By Dr. Paul Ehrlich
A new British study published in The New England Journal of Medicine has gotten a lot of pickup lately. I looked briefly at the study a few days ago and intended a much longer analysis, but the last straw was an article in The Nation. I figure that when an asthma story makes it into the pages of that distinguished political publication, I should respond.
The gist of the study, as The Nation describes it, is, “Researchers at Britain’s University of East Anglia (UEA) followed 650 chronic asthma patients for two years, and found that drugs called leukotriene receptor antagonists (LTRAs) ‘managed the disease equally successfully.’”
It goes on to quote lead author David Price of the University of Aberdeen and UEA :“We hope these findings will increase the options for healthcare professionals when prescribing for this common but disruptive disease…We found that adherence to treatment was vastly improved — by as much as 60 percent — when patients were given the once-a-day LTRA tablets and patients did not have to worry about using appropriate inhaler technique.”
The trouble with this story is the way it has been handled by reporters, many of whom would probably like to believe, as would many parents and patients, that there is an alternative to inhaled corticosteroids.

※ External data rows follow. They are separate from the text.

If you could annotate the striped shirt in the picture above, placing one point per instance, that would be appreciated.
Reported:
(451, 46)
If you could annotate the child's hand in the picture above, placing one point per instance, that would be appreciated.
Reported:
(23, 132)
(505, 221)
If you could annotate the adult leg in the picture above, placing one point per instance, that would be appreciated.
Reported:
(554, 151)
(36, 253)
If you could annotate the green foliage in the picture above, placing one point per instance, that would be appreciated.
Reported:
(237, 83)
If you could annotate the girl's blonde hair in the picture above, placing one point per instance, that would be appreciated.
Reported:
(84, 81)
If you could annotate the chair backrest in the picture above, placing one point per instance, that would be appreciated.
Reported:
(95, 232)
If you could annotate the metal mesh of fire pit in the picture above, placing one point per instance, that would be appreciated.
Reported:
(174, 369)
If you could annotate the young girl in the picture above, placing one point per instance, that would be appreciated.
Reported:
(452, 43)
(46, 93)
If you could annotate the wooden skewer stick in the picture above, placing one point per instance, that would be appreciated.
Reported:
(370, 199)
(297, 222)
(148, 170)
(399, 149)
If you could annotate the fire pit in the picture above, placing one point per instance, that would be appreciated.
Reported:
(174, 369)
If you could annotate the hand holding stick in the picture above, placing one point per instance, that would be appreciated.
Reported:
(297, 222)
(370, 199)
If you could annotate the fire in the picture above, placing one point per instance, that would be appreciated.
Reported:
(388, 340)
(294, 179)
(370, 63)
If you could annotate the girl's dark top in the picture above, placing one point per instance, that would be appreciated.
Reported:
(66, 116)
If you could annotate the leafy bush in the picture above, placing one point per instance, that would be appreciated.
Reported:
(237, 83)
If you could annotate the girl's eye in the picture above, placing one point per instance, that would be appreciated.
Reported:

Patients and many doctors have been searching for this particular grail for a long time. When you read even the summary of this article on the NEJM website, however, the claims are pretty modest:
Study results at 2 months suggest that LTRA was equivalent to an inhaled glucocorticoid as first-line controller therapy and to LABA as add-on therapy for diverse primary care patients. Equivalence was not proved at 2 years. The interpretation of results of pragmatic research may be limited by the crossover between treatment groups and lack of a placebo group (emphasis added).
I can fully imagine that there are going to be patients and parents who will show their doctors these articles and demand to go on LTRAs and get off steroids. And their doctors, who don’t know any better, may acquiesce. But allergists have been there before.
LTRAs, which are marketed as Singulair and Accolate were once hailed as wonder drugs, but the bloom is off the rose. As we wrote in our book:
Every time referrals to our offices dry up from one doctor or another, it usually coincides with some new drug release, but over time, new patients start to trickle in as the miracle starts to wear off.
This was certainly the case with a drug called Singulair, which pediatricians loved because it could be taken orally—you sometimes have to hold a kid down to teach him to use an inhaler—and because it had no steroids. But while a useful drug, its great wave of popularity crested as it showed its limitations; it was not the panacea it first appeared to be. Many patients still needed the combination of treatments allergists offer.
I have a feeling that the comparable efficacy cited in this study is based in part on the issue of compliance. Is a once-a-day LTRA as effective as ICS? If you don’t take the ICS as directed, maybe. What patients really need, as Larry and I harp on, is to be compliant. Programs that reinforce this discipline pay off. We need more of them.